The Lawyer's latest business confidence survey reveals high hopes for 2002

The attitudes of UK managing partners have come full circle. After six months of uncertainty, optimism is beginning to return to the legal market.
According to The Lawyer's Law Firm Business Confidence Survey, firms are now predicting an average of 6 per cent growth in fee income over the next half-year. The net proportion of firms expecting their profits to increase over the next six months has leapt from 38 per cent to 67 per cent. Not a single firm expects its profits to fall over the same period, leaving the next financial year looking a lot rosier.
This increased confidence is linked directly to the revival of corporate finance work. According to the report, managing partners are predicting significant recovery on the deals front over the next six months, which is the first time since the first quarter of 2001 that City firms have said they are expecting corporate finance revenues to rise. Only one firm in the survey predicted that fees from corporate finance work would drop over the same period.
It certainly seems to be the case that insolvency and corporate recovery have not been the money-spinners that some managing partners believed they might be. Overall, managing partners predicted an average growth of 4 per cent in insolvency and recovery fees over the next six months, down from 10 per cent last quarter and 15 per cent the quarter prior to that. Meanwhile, e-commerce and technology practices appear to be on the way to rehabilitation; firms are expecting a 2 per cent growth in fees, which is the first predicted growth since the second quarter of 2001.
Underpinning this is an increasing confidence on the macro level. Only 13 per cent of managing partners believe that prospects for the UK economy will deteriorate in the next six months; in fact, their optimism is at its highest since the Law Firm Business Confidence Survey was launched this time last year.
Certainly, set against a background of increasing rigour among financial managers of law firms, the findings are encouraging. As The Lawyer has revealed over the past few months, firms such as Addleshaw Booth & Co, Allen & Overy (A&O) and Osborne Clarke have all put in stringent measures to minimise fallout from the downturn. A&O and Osborne Clarke both cut partner drawings, while Addleshaws embarked on an aggressive internal campaign to reduce lock-up (the time recorded between billing clients and cash collection). Given that the survey reports that only 33 per cent of firms now consider late payment by clients a worry – compared with 62 per cent for the previous quarter – it would appear that many have put similar procedures in place.
Yet despite – or maybe because of – all this, risk management is nevertheless at the forefront of managing partners' minds: 72 per cent of firms surveyed have carried out a formal risk assessment, while just over half have put in place an integrated risk management programme.

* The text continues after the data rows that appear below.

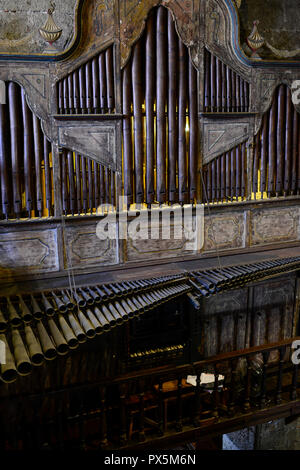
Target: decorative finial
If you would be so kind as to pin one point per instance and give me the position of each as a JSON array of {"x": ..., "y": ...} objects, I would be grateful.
[
  {"x": 255, "y": 41},
  {"x": 50, "y": 31}
]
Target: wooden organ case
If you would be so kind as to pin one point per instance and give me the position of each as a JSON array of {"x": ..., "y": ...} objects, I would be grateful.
[{"x": 158, "y": 104}]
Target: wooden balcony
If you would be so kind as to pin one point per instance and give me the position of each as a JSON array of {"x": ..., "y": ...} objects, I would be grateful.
[{"x": 159, "y": 407}]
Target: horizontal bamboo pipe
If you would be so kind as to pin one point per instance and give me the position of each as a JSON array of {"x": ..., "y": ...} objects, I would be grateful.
[
  {"x": 8, "y": 370},
  {"x": 33, "y": 346}
]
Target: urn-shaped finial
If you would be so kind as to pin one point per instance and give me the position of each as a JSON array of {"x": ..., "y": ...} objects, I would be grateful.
[
  {"x": 255, "y": 41},
  {"x": 50, "y": 31}
]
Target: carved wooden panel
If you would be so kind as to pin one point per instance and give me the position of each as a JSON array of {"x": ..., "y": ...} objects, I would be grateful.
[
  {"x": 143, "y": 248},
  {"x": 222, "y": 135},
  {"x": 224, "y": 177},
  {"x": 95, "y": 140},
  {"x": 224, "y": 231},
  {"x": 83, "y": 248},
  {"x": 26, "y": 252},
  {"x": 274, "y": 225}
]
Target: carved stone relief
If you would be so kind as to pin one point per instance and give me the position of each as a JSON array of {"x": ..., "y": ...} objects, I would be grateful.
[
  {"x": 274, "y": 225},
  {"x": 26, "y": 252}
]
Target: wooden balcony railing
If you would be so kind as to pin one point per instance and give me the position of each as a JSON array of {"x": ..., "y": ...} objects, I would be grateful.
[{"x": 157, "y": 405}]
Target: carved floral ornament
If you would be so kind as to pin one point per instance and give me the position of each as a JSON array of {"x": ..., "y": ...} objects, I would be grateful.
[
  {"x": 50, "y": 31},
  {"x": 256, "y": 41}
]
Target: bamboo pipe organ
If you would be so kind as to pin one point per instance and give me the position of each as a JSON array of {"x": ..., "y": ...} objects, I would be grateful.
[
  {"x": 157, "y": 100},
  {"x": 161, "y": 158}
]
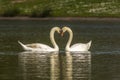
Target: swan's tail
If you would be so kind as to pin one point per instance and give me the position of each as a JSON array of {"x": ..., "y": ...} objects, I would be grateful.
[
  {"x": 89, "y": 43},
  {"x": 23, "y": 46}
]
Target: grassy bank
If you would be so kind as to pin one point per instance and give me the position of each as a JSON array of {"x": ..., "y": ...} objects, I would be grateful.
[{"x": 60, "y": 8}]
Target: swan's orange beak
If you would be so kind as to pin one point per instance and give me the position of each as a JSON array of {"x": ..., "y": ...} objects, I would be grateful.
[{"x": 62, "y": 33}]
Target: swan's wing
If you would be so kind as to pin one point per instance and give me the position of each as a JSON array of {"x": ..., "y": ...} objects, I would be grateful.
[
  {"x": 79, "y": 47},
  {"x": 38, "y": 45}
]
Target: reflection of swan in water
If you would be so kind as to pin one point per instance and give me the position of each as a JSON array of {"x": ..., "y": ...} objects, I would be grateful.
[
  {"x": 40, "y": 46},
  {"x": 39, "y": 66},
  {"x": 54, "y": 66},
  {"x": 75, "y": 47},
  {"x": 81, "y": 65}
]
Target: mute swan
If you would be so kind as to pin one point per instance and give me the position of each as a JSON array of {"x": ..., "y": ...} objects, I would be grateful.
[
  {"x": 43, "y": 47},
  {"x": 77, "y": 46}
]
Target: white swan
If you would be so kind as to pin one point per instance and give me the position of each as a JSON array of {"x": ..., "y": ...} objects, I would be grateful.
[
  {"x": 77, "y": 46},
  {"x": 43, "y": 47}
]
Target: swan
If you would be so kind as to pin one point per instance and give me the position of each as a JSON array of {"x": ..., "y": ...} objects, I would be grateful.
[
  {"x": 43, "y": 47},
  {"x": 76, "y": 47}
]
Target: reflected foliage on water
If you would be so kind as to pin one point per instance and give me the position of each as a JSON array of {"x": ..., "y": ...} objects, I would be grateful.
[{"x": 55, "y": 66}]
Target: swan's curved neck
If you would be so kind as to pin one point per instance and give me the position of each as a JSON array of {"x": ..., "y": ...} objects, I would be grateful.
[
  {"x": 70, "y": 39},
  {"x": 53, "y": 40}
]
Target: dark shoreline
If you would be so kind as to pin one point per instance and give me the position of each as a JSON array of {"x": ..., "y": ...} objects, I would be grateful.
[{"x": 62, "y": 18}]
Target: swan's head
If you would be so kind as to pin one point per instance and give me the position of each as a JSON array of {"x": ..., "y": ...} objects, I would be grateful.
[
  {"x": 57, "y": 29},
  {"x": 64, "y": 29}
]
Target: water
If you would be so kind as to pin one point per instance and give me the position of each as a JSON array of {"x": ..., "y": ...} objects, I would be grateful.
[{"x": 101, "y": 63}]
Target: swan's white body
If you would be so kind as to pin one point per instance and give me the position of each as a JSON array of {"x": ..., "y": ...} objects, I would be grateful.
[
  {"x": 40, "y": 46},
  {"x": 77, "y": 46}
]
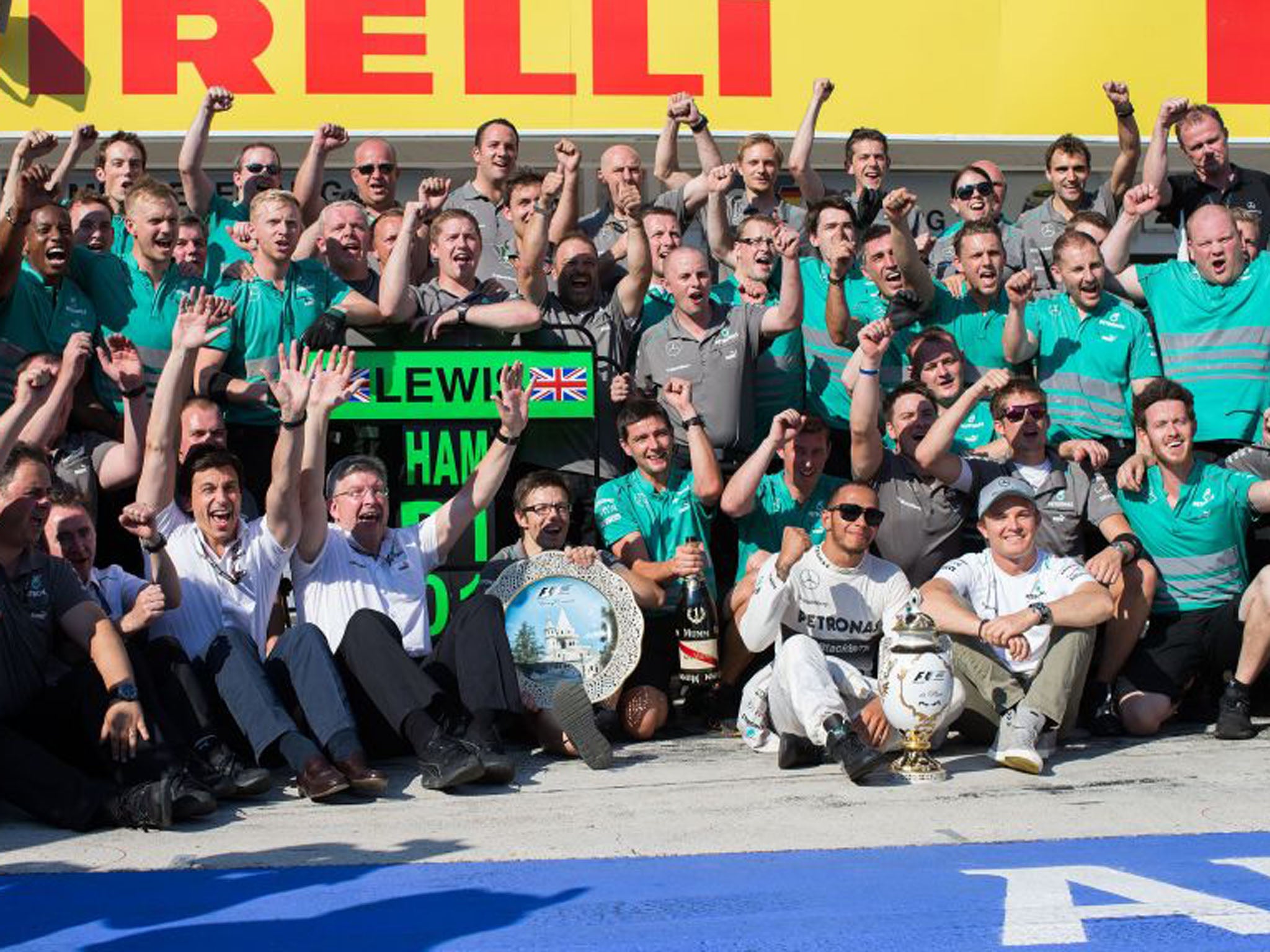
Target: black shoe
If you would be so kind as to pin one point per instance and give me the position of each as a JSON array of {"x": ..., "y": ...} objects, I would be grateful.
[
  {"x": 858, "y": 758},
  {"x": 1105, "y": 720},
  {"x": 190, "y": 798},
  {"x": 234, "y": 777},
  {"x": 798, "y": 752},
  {"x": 144, "y": 806},
  {"x": 446, "y": 763},
  {"x": 1233, "y": 714},
  {"x": 577, "y": 719}
]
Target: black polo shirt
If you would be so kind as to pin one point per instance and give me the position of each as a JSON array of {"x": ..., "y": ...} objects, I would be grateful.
[{"x": 1251, "y": 191}]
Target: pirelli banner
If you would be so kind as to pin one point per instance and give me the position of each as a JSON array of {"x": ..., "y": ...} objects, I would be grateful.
[
  {"x": 977, "y": 69},
  {"x": 430, "y": 415}
]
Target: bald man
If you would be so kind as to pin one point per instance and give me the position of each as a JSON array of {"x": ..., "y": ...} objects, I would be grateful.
[
  {"x": 1210, "y": 315},
  {"x": 621, "y": 165}
]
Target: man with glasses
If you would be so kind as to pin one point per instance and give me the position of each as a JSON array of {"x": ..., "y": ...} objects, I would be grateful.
[
  {"x": 826, "y": 609},
  {"x": 1023, "y": 622},
  {"x": 973, "y": 197},
  {"x": 543, "y": 507},
  {"x": 1093, "y": 351},
  {"x": 1073, "y": 501},
  {"x": 366, "y": 587},
  {"x": 230, "y": 571},
  {"x": 255, "y": 170}
]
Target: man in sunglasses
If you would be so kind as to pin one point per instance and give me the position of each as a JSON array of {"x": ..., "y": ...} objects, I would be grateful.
[
  {"x": 1073, "y": 501},
  {"x": 365, "y": 584},
  {"x": 826, "y": 609},
  {"x": 1093, "y": 351},
  {"x": 1208, "y": 312},
  {"x": 657, "y": 521},
  {"x": 543, "y": 507},
  {"x": 972, "y": 195},
  {"x": 1210, "y": 616},
  {"x": 1067, "y": 168},
  {"x": 257, "y": 169},
  {"x": 1023, "y": 625},
  {"x": 923, "y": 517}
]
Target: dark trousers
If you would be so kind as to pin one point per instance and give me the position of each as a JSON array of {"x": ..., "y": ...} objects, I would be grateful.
[
  {"x": 471, "y": 669},
  {"x": 55, "y": 764},
  {"x": 299, "y": 673}
]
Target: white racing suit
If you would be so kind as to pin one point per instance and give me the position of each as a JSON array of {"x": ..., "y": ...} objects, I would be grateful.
[{"x": 827, "y": 624}]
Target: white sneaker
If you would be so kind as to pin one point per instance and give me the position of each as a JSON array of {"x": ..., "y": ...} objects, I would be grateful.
[{"x": 1015, "y": 746}]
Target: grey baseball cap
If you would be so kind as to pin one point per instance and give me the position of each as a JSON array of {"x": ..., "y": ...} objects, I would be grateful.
[{"x": 1003, "y": 487}]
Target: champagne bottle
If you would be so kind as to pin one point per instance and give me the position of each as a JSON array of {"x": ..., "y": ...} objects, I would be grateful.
[{"x": 696, "y": 628}]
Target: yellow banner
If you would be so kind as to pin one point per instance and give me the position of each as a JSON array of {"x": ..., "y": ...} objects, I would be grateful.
[{"x": 978, "y": 69}]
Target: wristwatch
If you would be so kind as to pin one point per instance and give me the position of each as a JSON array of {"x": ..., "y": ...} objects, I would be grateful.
[
  {"x": 1042, "y": 610},
  {"x": 123, "y": 691}
]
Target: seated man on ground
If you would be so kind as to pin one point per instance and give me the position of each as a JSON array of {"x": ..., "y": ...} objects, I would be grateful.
[
  {"x": 543, "y": 511},
  {"x": 826, "y": 609},
  {"x": 1023, "y": 622},
  {"x": 366, "y": 587},
  {"x": 657, "y": 522}
]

Linked to this is an increased focus on limited liability partnerships (LLPs). One in five of the firms surveyed are currently considering converting to LLP status.
But amid all the good news (only a couple of managing partners were forthright enough to say they were concerned about having to make redundancies), it appears that the recruitment issue is once more rearing its head. Among the biggest increases in concern is the problem of finding good lawyers, something that was at the bottom of managing partners' worries six months ago.
As the report's author Kevin Wheeler said: “Resourcing issues could soon become a major problem again for law firms.”
The timing could not be more apt for assisstants; the latest round of salary reviews are just about to begin for most City law firms.
•The Lawyer's Law Firm Business Confidence Survey is conducted quarterly with Wheeler Associates and McCallum Layton.